The Bureau of Labor Statistics recorded 23 excavation and trench-related deaths across the U.S. in 2016; this is double the average of the previous five years. The year 2017 saw 17 deaths, but when combined with the number of injury reports made to OSHA, it was by far the most dangerous year to date for trench workers. Missouri residents who work in the excavation industry should know what factors into this rise.

One factor is the lack of skilled labor in the face of a revitalized construction industry. Plumbers and excavators under a plumbing contractor would normally perform deep trench work, such as the digging of troughs for water or sanitary lines, but now builders are hiring unskilled young laborers as substitutes. A second factor is that builders often neglect to see if the plumbers and excavators they contract with are reliable.
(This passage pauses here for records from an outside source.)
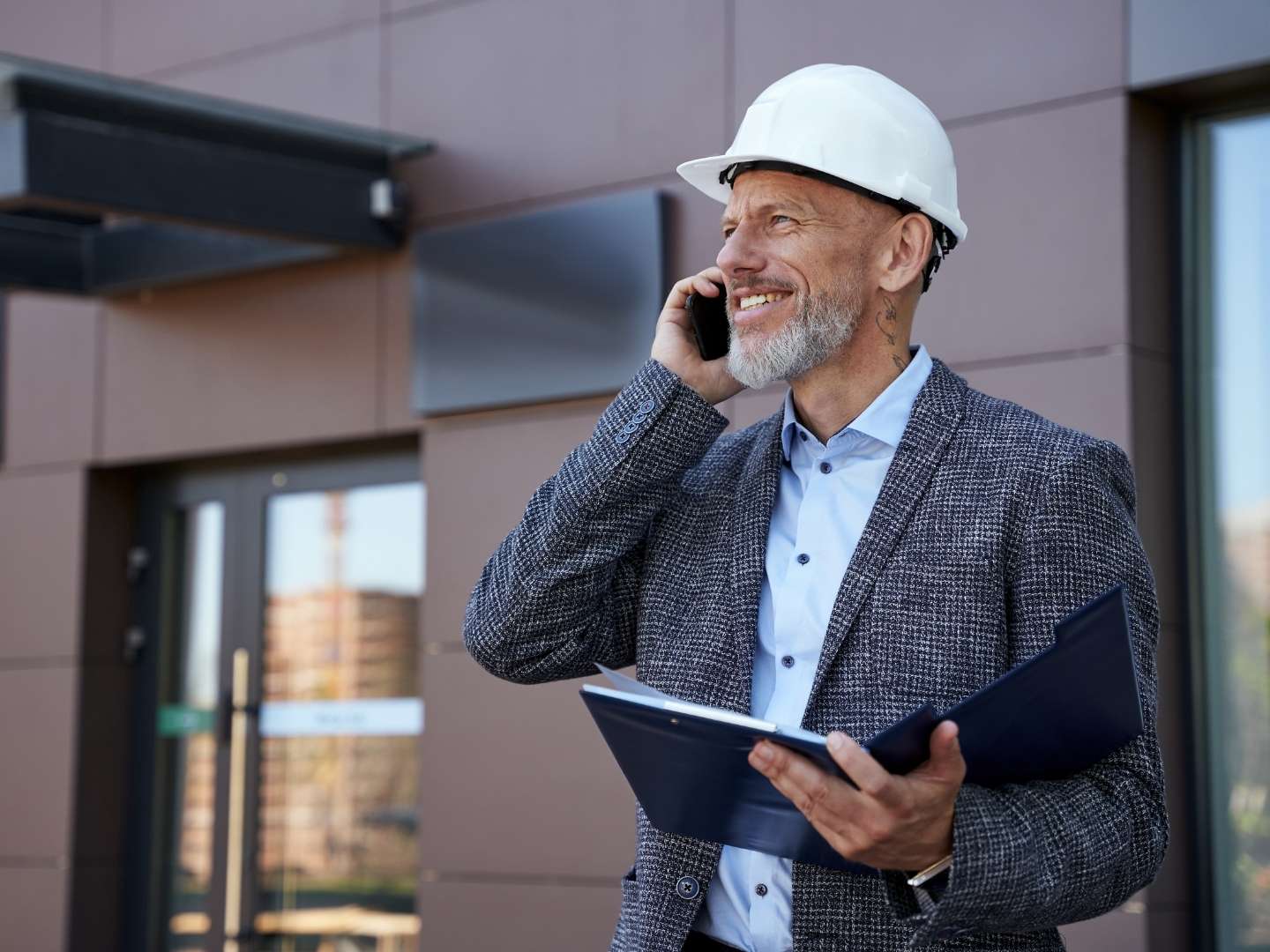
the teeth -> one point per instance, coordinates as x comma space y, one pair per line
756, 300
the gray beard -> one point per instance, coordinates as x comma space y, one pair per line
822, 324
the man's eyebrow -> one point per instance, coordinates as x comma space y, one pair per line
787, 205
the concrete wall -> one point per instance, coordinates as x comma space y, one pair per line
531, 101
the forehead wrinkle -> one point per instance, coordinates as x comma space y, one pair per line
784, 202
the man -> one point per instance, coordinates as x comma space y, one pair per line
889, 537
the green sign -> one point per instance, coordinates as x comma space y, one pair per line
182, 720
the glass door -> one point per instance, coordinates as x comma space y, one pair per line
277, 738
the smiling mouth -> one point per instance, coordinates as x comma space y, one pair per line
752, 301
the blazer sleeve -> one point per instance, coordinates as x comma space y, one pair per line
1033, 856
562, 591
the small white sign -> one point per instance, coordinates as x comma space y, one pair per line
395, 716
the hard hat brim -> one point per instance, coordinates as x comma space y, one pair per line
703, 175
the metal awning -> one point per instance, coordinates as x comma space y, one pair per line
111, 184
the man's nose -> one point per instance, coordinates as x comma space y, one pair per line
741, 253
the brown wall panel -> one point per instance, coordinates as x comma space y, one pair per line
1090, 394
34, 908
519, 766
1117, 931
267, 360
145, 36
528, 918
41, 546
1042, 267
481, 471
959, 58
49, 378
334, 78
562, 95
397, 342
37, 747
72, 36
517, 779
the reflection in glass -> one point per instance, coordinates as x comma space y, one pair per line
187, 726
1237, 551
337, 847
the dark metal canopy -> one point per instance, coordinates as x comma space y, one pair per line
111, 184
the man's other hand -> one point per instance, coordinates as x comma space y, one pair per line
675, 346
888, 822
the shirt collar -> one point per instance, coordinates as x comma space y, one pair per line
884, 419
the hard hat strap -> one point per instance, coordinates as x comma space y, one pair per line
944, 240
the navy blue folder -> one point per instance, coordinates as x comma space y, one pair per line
1056, 714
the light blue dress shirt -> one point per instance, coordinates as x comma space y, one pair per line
823, 502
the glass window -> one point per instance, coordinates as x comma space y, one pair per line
1232, 476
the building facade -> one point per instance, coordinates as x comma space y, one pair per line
231, 469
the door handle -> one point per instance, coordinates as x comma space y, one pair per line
236, 818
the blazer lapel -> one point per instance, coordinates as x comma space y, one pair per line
935, 418
751, 517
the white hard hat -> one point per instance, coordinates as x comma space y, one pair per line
848, 124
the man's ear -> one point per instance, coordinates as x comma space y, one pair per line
906, 250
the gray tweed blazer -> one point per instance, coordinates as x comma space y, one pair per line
992, 524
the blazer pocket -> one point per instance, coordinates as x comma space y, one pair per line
938, 628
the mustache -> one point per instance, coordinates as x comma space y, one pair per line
759, 280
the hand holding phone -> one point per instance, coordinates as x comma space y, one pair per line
691, 339
709, 316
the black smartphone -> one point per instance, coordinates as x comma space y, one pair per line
709, 316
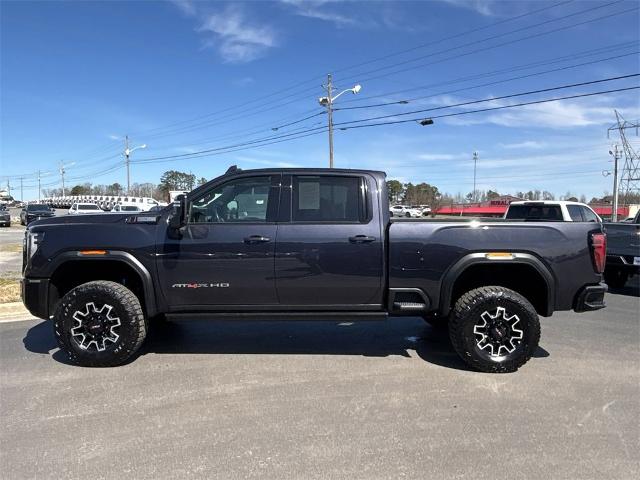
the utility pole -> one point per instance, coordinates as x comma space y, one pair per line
330, 118
615, 153
475, 164
62, 176
127, 152
328, 102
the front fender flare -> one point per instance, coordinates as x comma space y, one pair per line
150, 304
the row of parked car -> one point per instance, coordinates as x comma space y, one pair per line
35, 211
410, 211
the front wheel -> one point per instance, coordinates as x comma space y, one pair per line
494, 329
99, 324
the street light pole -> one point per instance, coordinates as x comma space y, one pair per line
328, 102
127, 154
475, 163
62, 172
616, 156
330, 118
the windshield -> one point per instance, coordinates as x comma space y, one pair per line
37, 207
534, 212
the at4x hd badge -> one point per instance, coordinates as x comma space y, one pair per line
201, 285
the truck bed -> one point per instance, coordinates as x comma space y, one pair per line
423, 253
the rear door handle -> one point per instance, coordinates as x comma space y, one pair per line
362, 239
256, 239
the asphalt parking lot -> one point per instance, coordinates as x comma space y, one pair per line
325, 400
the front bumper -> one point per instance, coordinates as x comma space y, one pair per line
590, 298
35, 296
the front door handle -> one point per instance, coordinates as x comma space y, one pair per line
362, 239
256, 239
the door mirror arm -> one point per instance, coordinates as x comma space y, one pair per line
178, 217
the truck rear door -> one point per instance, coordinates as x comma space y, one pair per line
330, 243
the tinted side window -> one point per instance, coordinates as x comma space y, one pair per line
588, 215
534, 212
575, 212
326, 199
241, 200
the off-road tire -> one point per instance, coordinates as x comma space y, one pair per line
468, 312
615, 277
126, 307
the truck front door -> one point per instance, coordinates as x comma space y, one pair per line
226, 254
329, 253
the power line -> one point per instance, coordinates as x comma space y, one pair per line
313, 79
486, 109
284, 137
503, 97
451, 37
491, 47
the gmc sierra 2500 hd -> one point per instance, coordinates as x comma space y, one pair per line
306, 244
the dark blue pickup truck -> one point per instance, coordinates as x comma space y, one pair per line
306, 244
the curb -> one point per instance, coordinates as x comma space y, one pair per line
14, 311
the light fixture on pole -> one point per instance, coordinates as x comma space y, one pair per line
475, 164
62, 171
127, 153
615, 153
328, 102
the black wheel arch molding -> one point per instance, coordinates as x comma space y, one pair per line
483, 258
151, 304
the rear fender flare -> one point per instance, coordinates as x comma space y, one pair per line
477, 258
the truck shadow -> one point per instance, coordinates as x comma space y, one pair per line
405, 337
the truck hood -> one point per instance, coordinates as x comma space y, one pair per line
89, 219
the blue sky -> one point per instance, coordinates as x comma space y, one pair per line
184, 76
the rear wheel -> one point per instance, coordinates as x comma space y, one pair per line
494, 329
99, 324
615, 277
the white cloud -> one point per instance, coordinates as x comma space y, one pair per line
315, 9
522, 145
187, 7
437, 156
244, 81
236, 39
229, 31
483, 7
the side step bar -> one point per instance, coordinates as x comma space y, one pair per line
282, 316
409, 306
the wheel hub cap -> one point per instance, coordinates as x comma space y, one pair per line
95, 327
498, 332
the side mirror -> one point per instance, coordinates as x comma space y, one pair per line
178, 217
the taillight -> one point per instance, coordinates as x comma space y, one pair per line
599, 251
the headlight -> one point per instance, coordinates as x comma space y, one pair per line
34, 239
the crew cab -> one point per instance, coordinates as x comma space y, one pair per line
551, 211
306, 244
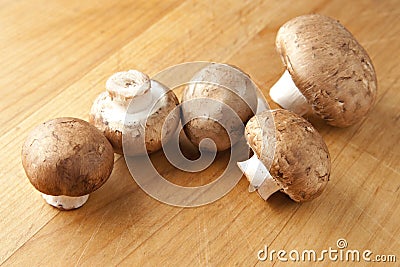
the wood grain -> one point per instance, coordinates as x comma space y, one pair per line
56, 57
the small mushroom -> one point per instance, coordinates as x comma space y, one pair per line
219, 100
135, 107
327, 71
289, 155
67, 159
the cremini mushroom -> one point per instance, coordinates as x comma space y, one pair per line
135, 107
289, 155
327, 71
67, 159
218, 101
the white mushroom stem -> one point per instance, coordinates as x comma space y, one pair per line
285, 93
131, 88
259, 177
65, 202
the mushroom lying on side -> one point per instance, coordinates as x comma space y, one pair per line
67, 159
233, 101
136, 107
327, 71
289, 155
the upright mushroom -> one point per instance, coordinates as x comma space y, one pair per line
289, 155
216, 104
67, 159
135, 107
327, 71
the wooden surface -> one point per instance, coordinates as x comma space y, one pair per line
55, 59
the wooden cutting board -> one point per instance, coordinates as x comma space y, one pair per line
55, 58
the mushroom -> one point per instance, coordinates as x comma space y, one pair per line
289, 155
327, 71
135, 107
67, 159
218, 101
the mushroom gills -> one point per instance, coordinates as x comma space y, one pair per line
65, 202
286, 94
259, 177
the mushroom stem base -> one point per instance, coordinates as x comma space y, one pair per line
259, 177
285, 93
65, 202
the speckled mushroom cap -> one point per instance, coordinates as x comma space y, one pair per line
139, 130
67, 156
295, 154
330, 68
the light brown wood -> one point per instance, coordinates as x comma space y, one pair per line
55, 59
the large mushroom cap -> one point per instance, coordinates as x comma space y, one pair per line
330, 68
295, 154
67, 156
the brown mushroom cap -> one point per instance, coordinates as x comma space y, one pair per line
67, 156
225, 84
141, 130
330, 68
296, 154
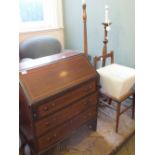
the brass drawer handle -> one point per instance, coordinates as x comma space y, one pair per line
88, 88
53, 104
49, 138
45, 108
87, 102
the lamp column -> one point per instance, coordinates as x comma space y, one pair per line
105, 42
85, 28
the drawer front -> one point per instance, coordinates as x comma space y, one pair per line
62, 131
65, 114
65, 99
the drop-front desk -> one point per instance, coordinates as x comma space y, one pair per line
58, 94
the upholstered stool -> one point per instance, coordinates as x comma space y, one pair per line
116, 83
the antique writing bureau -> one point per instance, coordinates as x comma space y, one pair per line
58, 94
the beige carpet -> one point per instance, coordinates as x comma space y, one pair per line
102, 142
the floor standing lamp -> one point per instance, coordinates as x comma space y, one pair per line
106, 25
85, 27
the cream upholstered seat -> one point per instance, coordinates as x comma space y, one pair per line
116, 80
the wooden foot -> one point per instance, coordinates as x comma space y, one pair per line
117, 115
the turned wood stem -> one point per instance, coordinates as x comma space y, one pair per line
85, 29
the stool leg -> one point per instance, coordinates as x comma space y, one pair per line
109, 101
118, 115
133, 106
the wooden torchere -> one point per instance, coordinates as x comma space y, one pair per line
85, 29
104, 50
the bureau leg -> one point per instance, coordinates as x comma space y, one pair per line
93, 125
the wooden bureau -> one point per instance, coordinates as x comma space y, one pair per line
58, 94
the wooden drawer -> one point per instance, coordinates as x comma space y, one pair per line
65, 99
65, 114
59, 133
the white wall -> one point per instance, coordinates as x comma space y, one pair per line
57, 33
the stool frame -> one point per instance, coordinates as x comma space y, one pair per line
122, 98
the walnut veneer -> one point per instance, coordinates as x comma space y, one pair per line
58, 94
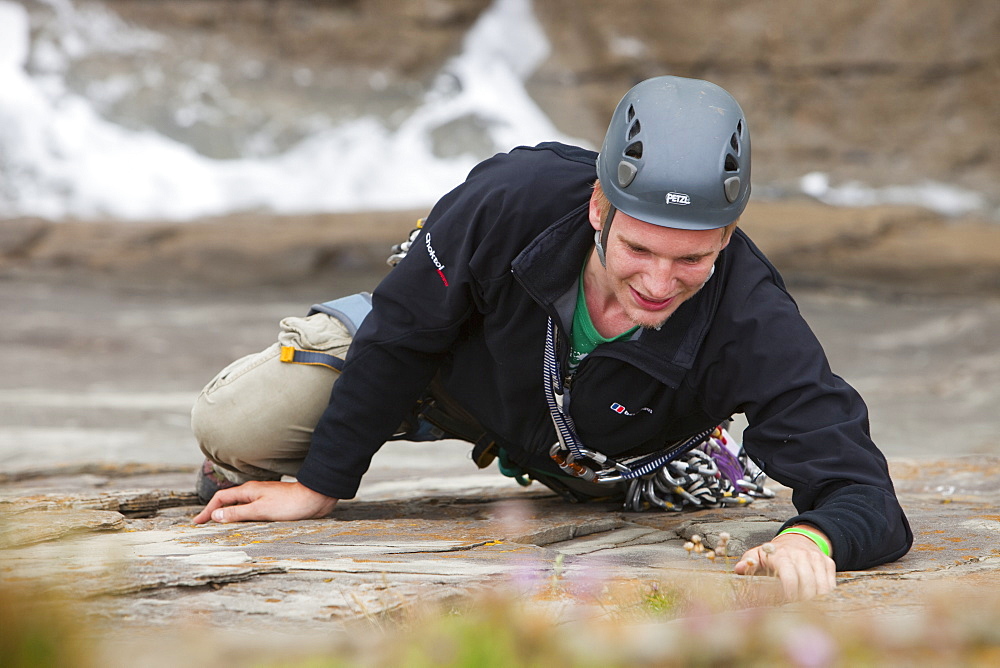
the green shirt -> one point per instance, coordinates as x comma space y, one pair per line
584, 336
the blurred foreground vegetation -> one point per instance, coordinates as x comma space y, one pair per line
682, 623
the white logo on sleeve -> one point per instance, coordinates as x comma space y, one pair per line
437, 262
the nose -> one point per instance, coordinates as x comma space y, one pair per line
662, 282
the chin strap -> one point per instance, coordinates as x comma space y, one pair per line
601, 236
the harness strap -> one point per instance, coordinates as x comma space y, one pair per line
569, 448
312, 357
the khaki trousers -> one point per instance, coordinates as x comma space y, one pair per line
255, 419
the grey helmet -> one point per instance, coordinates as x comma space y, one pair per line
677, 154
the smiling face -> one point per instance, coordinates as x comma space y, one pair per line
650, 272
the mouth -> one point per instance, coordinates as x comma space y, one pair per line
651, 304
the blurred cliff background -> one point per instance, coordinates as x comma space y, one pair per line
250, 111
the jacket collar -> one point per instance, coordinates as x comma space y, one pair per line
548, 269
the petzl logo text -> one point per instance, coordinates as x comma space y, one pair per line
437, 262
618, 408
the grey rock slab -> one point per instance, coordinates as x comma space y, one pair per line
36, 526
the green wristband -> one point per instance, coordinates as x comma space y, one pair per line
822, 543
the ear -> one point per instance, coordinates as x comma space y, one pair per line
594, 209
728, 233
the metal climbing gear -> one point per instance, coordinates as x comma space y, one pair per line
708, 476
697, 472
400, 250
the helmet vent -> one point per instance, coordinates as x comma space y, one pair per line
732, 188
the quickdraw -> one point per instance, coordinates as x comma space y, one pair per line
699, 472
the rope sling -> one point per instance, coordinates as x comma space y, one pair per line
700, 471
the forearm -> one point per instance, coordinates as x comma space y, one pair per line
865, 526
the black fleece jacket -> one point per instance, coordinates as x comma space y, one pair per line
500, 254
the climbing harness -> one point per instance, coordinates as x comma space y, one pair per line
700, 471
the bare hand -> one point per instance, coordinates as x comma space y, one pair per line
266, 501
804, 571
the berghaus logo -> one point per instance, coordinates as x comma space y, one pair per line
621, 410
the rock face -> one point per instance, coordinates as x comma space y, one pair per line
885, 92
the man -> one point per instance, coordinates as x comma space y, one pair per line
642, 301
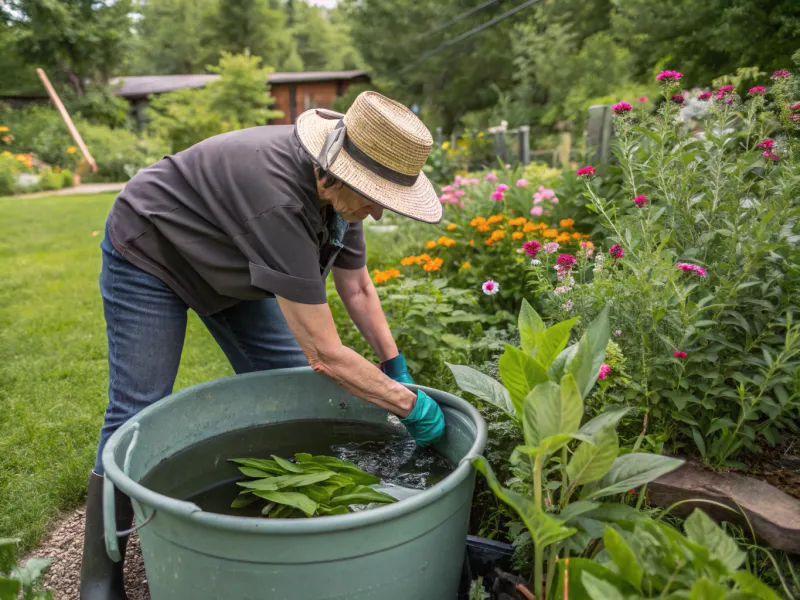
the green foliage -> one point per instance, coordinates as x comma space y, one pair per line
310, 486
714, 203
546, 478
23, 581
238, 99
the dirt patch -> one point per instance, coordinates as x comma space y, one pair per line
64, 544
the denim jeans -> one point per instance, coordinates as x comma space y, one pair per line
146, 326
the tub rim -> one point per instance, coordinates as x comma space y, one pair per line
190, 511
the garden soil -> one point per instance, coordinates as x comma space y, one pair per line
64, 544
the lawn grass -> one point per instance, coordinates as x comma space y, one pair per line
53, 370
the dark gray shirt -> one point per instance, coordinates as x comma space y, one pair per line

OSHA has trench safety rules in place. All trenches deeper than 5 feet and not cut into stable rock must have cave-in protection measures in place. There are four types of measures: sloping, benching, shoring systems and shielding.

Sloping angles the walls away from the excavation site; the angle differs based on soil type. Benching is similar but makes “benched” intervals instead of an even slope. Shoring systems involve reinforced walls with hydraulic braces while shielding uses trench boxes made of solid plates.

If trenching and excavation workers are injured, they might file a workers’ compensation claim and be covered for their medical expenses, any short- or long-term disability leave and a portion of their lost wages. Workers are not required to show that anyone was negligent, but their employer may deny the claim by showing that the worker was at fault. This is why workers might want to hire a lawyer. A lawyer may assist with the appeal if the claim is denied.